Other than Atkinson’s peanut-butter bars and the orange-slice jelly candies I enjoyed as a kid, I’ve been good about keeping candy at arm’s length. But when I was stationed in Italy, I discovered that European chocolatiers take chocolate to a whole new level. Had my unit not rotated to Fort Bragg early, I might now be diabetic.
All milk chocolate is good. Some is better than others. Most European chocolate is great.
If I’m going to eat chocolate, I’m content with Hershey’s Kisses or a Snicker’s bar. If you twist my arm (just a little), I’ll also eat a Butterfinger, Reese’s Pieces or M&Ms.
Chocolate, though, really doesn’t excite me the way barbecue, fried chicken, Georgia shrimp or steak do. That is, unless you offer me the best chocolate in existence, which includes Cadbury (United Kingdom), Lindt (Switzerland), Ritter Sport (Austria) or Wunderbar (Germany).
Though I am a strong advocate of American exceptionalism, I admit there are some things they do better in the old countries. Chocolate is one of them.
Those who say, “chocolate is chocolate,” either have allowed their taste buds to dry-rot or they’ve never tried a creamy, sweet morsel of German or Swiss chocolate. It’s like chocolate on steroids.
I used to buy large bars of Lindt chocolate, both their milk chocolate and their white chocolate. My wife still prefers the white chocolate. It’s so rich, eating two or three chunks of it gave me the heebeegeebees.
No, I don’t know what heebeegeebees are. My daddy told me about them when I was little, and I’ve often found myself hit with a rushing feeling, like something between hyperglycemic shock and brain freeze from eating too much ice cream too fast.

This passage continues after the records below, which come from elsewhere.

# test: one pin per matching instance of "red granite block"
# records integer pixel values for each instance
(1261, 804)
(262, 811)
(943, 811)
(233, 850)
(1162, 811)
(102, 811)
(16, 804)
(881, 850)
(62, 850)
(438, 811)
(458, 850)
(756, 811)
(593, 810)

It’s difficult to understand how they get so much flavor packed into a single piece of chocolate.
It’s such a concentration of creamy sweetness, I dare not use a chunk of Ritter Sport to replace the American milk chocolate that’s a part of my chili recipe. Instead of toning down the spiciness, I suspect it would re-flavor the entire pot, turning it into a chocolaty dessert.
I recall that whenever I bought one of these chocolate bars, it lasted several weeks. That was well before we had our youngest daughter, whom I think has never heard of heebeegeebees.

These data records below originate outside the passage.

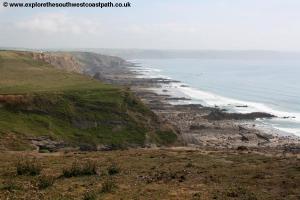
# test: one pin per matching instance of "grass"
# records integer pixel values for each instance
(37, 99)
(108, 186)
(85, 168)
(45, 181)
(28, 166)
(113, 169)
(159, 174)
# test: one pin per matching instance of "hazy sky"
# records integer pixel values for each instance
(157, 24)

She’s the kind of chocolate lover who requests for her birthday a chocolate cake with chocolate ice cream smothered with chocolate syrup.

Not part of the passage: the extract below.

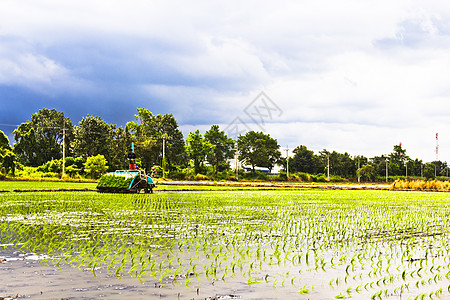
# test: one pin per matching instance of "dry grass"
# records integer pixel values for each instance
(421, 185)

Chocolate has a very short shelf life in our house when she’s home from Bible college. She did not get this uncontrolled desire for chocolate from her parents.
This year, my wife and I gave each other boxes of chocolate for Valentine’s Day, but ate little. Our daughter came home for spring break the following month. Before we took her back to school a week later, the chocolate “problem” wasn’t a problem anymore.
She spent this past summer on a mission trip in Siberia. When she returned, she brought with her Russian chocolate. I wasn’t surprised that it’s just as good as European chocolate.
I ate one piece then decided I didn’t need to eat supper that evening.